Memuakkan dan melelahkan. Dua kata itu rasanya paling tepat untuk menggambarkan kondisi politik di negeri kita belakangan ini.
Kalau dirunut ke belakang, hal itu sudah terjadi sejak pertarungan Pemilihan Presiden 2014, yang akhirnya membuat masyarakat kita seolah terbelah menjadi dua kubu.
Dendam lama itu kembali tersulut pada Pemilihan Gubernur DKI Jakarta beberapa waktu lalu. Bahkan jadi berlarut-larut dan kusut masai, dengan ikut campurnya isu-isu SARA.
Saling hujat dan serang dilakukan oleh masing-masing kubu pendukung, khususnya di media sosial. Kita pun ‘panas’ dan naik darah. Ada yang membalas, ada yang menahan diri, ada yang menarik diri, ada pula yang akhirnya memutus tali silaturahmi.

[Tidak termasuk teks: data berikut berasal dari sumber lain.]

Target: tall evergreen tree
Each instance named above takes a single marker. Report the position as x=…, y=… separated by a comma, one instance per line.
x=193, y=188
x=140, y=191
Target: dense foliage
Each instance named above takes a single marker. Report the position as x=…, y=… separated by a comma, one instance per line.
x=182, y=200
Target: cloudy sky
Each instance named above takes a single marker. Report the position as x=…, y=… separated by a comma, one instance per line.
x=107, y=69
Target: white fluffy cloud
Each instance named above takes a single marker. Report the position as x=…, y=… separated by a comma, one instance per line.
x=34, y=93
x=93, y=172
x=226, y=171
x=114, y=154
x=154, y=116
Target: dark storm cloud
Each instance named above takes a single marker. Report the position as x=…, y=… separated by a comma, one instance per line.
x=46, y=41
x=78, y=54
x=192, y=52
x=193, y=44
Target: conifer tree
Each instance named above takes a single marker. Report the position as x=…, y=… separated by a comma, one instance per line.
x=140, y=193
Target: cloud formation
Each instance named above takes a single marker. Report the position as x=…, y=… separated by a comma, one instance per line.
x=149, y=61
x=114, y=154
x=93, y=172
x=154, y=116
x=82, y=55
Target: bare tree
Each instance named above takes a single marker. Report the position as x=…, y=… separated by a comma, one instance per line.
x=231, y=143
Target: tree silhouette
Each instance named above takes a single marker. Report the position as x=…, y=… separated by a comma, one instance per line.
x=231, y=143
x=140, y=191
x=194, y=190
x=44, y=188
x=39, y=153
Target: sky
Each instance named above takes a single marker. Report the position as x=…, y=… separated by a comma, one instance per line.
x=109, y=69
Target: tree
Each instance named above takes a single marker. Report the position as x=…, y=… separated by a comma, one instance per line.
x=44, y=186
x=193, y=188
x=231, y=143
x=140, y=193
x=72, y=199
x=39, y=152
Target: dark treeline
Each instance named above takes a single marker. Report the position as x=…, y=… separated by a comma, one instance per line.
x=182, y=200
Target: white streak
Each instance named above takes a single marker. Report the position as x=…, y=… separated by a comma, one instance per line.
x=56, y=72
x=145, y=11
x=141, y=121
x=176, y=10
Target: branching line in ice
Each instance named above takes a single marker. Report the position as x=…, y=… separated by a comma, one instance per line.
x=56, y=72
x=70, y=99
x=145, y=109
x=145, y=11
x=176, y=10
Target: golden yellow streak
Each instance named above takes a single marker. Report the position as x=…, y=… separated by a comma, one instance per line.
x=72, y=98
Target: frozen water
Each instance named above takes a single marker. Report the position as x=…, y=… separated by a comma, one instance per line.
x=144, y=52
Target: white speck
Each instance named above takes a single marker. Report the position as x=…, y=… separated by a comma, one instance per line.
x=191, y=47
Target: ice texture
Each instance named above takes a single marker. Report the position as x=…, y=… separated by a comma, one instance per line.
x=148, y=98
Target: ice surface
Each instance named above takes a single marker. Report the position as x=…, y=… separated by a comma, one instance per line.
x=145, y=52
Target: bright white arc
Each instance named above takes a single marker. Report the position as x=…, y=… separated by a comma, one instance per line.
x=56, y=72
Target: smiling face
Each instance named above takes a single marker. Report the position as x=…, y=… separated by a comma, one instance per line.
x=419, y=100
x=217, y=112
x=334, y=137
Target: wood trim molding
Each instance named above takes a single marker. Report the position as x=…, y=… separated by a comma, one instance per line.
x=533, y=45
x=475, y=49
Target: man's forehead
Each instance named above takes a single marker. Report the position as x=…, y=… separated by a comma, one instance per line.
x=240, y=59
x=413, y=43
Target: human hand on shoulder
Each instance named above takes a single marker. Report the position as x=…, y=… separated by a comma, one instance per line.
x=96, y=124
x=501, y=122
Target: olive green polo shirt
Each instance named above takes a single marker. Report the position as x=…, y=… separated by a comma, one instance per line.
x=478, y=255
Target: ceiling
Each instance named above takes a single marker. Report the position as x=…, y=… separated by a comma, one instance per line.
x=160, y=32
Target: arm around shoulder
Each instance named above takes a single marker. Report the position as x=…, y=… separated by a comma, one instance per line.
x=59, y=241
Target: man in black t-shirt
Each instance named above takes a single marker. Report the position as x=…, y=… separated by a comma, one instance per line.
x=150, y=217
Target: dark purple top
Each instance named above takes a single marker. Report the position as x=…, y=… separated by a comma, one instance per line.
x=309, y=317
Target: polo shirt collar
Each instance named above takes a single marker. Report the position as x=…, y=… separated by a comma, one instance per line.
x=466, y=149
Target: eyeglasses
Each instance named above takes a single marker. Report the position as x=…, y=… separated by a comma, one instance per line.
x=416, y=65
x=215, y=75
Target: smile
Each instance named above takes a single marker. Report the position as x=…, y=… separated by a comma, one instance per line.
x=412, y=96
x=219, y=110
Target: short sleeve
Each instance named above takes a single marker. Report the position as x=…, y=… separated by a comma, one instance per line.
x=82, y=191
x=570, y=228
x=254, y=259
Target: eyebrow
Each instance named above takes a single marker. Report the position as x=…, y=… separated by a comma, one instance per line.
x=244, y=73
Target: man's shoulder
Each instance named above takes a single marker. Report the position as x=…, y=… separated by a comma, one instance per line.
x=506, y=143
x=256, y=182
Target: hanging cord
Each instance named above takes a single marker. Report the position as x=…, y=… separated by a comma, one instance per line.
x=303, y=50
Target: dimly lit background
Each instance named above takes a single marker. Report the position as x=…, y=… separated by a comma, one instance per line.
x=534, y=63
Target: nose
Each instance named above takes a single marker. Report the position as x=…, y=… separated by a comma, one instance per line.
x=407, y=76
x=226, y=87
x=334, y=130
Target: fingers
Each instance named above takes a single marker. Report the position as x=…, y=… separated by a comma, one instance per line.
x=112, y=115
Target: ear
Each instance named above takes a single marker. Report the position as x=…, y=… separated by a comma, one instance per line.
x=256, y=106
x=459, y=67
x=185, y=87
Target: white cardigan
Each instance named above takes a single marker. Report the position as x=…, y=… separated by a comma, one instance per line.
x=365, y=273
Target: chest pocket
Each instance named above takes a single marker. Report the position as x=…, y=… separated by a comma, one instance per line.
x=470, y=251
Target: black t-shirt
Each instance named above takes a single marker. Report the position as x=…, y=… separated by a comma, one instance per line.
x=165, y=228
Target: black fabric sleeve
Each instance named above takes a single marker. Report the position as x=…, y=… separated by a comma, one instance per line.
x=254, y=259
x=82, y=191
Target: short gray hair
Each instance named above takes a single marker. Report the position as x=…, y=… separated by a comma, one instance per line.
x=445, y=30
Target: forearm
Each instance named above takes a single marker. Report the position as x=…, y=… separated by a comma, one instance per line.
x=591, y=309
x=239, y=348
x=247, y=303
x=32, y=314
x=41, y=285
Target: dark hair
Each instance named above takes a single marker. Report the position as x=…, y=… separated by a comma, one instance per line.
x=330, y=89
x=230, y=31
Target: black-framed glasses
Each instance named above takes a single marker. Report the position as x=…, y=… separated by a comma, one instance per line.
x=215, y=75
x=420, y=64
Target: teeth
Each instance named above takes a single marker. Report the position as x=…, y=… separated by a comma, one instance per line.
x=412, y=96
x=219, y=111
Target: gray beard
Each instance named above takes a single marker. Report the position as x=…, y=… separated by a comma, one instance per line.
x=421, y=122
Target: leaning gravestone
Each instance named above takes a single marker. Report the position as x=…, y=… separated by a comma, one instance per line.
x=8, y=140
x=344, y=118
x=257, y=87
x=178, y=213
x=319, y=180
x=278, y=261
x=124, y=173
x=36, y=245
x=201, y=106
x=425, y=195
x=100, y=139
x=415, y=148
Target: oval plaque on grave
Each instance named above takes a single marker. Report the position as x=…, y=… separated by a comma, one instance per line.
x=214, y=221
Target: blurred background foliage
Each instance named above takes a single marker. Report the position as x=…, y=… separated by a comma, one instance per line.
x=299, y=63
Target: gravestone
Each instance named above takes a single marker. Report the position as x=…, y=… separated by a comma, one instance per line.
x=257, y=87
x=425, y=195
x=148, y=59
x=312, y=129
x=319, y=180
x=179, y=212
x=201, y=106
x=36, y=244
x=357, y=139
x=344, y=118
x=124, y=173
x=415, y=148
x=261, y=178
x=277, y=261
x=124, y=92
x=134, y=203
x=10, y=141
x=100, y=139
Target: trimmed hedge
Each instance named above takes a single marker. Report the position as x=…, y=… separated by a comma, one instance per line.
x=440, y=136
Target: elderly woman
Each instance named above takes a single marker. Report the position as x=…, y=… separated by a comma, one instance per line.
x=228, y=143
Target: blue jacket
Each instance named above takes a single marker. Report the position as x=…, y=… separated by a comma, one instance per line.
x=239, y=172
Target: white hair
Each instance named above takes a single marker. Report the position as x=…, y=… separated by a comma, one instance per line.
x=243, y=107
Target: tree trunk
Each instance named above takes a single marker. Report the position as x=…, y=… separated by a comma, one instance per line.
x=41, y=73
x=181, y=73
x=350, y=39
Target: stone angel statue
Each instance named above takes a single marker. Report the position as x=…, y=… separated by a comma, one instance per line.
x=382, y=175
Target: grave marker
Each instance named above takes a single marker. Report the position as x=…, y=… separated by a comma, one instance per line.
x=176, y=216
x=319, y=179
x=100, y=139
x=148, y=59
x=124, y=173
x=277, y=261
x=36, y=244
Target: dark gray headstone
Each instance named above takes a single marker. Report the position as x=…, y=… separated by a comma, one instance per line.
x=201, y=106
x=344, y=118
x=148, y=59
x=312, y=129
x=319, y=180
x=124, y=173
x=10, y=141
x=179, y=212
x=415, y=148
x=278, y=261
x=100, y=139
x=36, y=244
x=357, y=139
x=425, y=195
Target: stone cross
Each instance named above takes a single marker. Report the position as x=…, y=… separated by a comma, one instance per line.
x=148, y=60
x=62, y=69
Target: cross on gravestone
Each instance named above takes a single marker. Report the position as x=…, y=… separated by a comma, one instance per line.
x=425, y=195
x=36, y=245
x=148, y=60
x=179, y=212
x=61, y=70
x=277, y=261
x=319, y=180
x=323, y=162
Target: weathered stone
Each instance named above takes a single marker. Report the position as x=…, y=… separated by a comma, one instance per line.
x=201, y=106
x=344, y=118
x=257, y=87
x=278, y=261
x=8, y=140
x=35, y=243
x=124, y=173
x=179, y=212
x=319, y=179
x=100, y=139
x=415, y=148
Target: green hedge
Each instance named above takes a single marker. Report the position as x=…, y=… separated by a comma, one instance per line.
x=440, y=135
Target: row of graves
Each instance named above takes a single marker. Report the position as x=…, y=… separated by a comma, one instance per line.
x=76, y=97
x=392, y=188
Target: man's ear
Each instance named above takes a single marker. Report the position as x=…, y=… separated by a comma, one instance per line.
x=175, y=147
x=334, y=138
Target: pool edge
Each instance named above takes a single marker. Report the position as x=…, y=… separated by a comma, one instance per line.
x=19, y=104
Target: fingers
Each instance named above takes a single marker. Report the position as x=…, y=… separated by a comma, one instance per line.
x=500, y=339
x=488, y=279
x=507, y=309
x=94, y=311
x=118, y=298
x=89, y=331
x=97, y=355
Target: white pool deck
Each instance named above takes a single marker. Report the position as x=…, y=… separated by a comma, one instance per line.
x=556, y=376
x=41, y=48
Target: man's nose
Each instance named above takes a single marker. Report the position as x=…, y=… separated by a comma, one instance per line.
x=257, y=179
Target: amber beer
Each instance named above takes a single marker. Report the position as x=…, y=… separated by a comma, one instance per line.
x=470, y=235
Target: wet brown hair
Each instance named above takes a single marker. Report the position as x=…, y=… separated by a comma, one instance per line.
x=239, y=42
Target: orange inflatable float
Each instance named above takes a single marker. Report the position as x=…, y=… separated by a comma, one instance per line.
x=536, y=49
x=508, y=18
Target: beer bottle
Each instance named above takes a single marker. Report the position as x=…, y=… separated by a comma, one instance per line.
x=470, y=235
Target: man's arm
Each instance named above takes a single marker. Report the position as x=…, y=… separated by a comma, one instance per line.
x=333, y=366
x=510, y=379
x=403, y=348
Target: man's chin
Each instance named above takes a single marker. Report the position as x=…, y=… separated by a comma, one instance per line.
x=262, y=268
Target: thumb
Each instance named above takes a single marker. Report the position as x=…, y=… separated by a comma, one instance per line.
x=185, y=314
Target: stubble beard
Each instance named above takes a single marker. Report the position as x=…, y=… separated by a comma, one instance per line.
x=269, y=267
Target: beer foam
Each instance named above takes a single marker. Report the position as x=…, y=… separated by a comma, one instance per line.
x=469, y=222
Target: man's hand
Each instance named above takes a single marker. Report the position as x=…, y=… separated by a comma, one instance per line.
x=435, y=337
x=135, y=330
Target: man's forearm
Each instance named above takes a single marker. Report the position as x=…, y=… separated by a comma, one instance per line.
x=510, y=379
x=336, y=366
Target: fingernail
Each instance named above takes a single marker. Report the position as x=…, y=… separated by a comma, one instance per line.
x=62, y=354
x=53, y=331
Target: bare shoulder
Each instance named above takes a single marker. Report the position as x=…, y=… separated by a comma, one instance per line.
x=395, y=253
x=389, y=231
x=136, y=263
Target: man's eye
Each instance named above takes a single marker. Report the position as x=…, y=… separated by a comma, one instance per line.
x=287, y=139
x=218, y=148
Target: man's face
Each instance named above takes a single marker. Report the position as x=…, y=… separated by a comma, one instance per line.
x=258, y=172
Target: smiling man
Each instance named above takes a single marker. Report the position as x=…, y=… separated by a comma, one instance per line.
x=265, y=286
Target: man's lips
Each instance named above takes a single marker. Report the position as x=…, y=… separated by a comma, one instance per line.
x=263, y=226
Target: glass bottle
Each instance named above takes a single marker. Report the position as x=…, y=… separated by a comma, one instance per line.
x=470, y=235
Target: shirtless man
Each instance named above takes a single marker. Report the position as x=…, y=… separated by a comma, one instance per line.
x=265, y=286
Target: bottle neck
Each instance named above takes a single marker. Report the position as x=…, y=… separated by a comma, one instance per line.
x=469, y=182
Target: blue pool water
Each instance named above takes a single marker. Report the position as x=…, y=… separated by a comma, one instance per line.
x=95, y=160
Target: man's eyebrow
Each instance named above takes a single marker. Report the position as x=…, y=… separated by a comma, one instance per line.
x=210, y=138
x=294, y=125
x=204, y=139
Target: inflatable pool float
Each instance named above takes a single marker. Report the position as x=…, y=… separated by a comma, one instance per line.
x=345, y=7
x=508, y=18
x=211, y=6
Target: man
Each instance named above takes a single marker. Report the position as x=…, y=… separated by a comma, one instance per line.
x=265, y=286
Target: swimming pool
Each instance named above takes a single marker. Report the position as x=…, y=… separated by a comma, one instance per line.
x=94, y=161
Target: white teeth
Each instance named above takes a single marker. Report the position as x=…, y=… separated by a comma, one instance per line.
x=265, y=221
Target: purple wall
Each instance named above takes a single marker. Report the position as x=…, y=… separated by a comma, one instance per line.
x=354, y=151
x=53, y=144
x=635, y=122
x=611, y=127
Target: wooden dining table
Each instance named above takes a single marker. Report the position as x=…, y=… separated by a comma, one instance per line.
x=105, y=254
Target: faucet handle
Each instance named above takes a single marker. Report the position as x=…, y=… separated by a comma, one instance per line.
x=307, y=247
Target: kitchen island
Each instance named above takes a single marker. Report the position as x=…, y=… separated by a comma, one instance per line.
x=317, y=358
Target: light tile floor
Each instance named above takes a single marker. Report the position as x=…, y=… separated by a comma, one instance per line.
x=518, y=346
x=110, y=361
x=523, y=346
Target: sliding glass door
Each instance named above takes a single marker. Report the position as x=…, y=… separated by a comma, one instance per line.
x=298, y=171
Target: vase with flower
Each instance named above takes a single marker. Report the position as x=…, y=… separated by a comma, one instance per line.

Celakanya, perseteruan itu tidak lihat-lihat orang. Ketegangan dan perang dingin pun terjadi antara suami dan istri, anak dan orang tua, antar saudara kandung, antar sahabat, antar kolega, bahkan dengan orang yang tak kita kenal sama sekali.
Layaknya polusi yang datang dari suara klakson dan asap knalpot kendaraan, kondisi seperti ini seolah sudah melebur ke dalam aktivitas keseharian kita, sehingga akhirnya dianggap sebagai hal yang biasa. Padahal, sesungguhnya hal ini sama sekali tidak sehat, bahkan sangat berbahaya.
Emosi vs akal sehat
Pada dasarnya manusia sangat mudah terbawa emosi, apalagi bila sedang di dunia maya. Itu manusiawi, karena manusia adalah makhluk emosional.
“Apalagi sekarang kita hidup di zaman ketika segala bentuk emosi sangat mudah menular dengan adanya internet dan media sosial. Setiap hari emosi kita dibombardir dengan berbagai kontroversi dan konten-konten provokatif,” ujar Dodi Ambardi, Direktur dan peneliti di Lembaga Survei Indonesia.
Tak jarang kita pun lalu terbawa arus, ikut-ikutan jadi gemas, geram, bahkan—sadar maupun tidak—ikut menyerang dan menyebarkan konten-konten provokatif.
Ratih Ibrahim, psikolog dari Personal Growth, membenarkan bahwa dorongan emosi juga membuat sebagian orang mencari informasi bukan untuk mencari kebenaran, melainkan untuk mencari pembenaran atas apa yang sudah mereka asumsikan.
Yang mereka lakukan hanya mencari pelampiasan yang akan berujung kepada perpecahan. Mencipta konflik tak hanya kepada kolega, teman, bahkan kepada saudara sendiri.
Ratih mengatakan, nasihat agar kita menahan diri supaya tidak terperosok lebih jauh ke dalam konflik memang lebih mudah diucapkan ketimbang dilakukan. Menerima ajakan melakukan rekonsiliasi, apalagi bila ajakan ini datangnya dari pihak ‘musuh’, pastinya terdengar seperti lelucon yang tak lucu dan rasanya mustahil bisa dilakukan.
Emosi memang bisa memicu irasional. Bayangkan saja, kita sama sekali tidak kenal secara pribadi dengan Basuki Tjahaya Purnama, Djarot Saiful Hidayat, Anies Baswedan, atau Sandiaga Uno. Tapi, kita rela tarik urat, berkelahi, bahkan mempertaruhkan nyawa demi membela mereka. Emosi yang tidak dikelola dengan baik memang bisa menciptakan fanatisme yang tak sehat. Dan tak masuk akal.
Namun, selama ada niat baik, tentunya kita bisa mengembalikan hubungan ke kondisi semula, ke masa-masa sebelum terjadinya konflik. “Yang terpenting ada niatnya dulu, karena memang harus ada yang berinisiatif memadamkam api (ego) tersebut—dari pihak mana pun. Yang pasti, awalnya akan ada rasa canggung, juga gengsi, setelah lama diam-diaman. Tapi biasanya rasa itu pelan-pelan akan hilang—tentunya asalkan tidak diungkit-ungkit lagi,” ujar Ratih.
Syarat kedua adalah memilah-milah informasi yang masuk. Memang tak mudah memilah antara fakta dan kebohongan di era ‘tsunami informasi’ seperti sekarang ini. Apalagi, informasi palsu memang kerap didesain untuk memanipulasi emosi pengguna internet dan menyisihkan rasionalitas.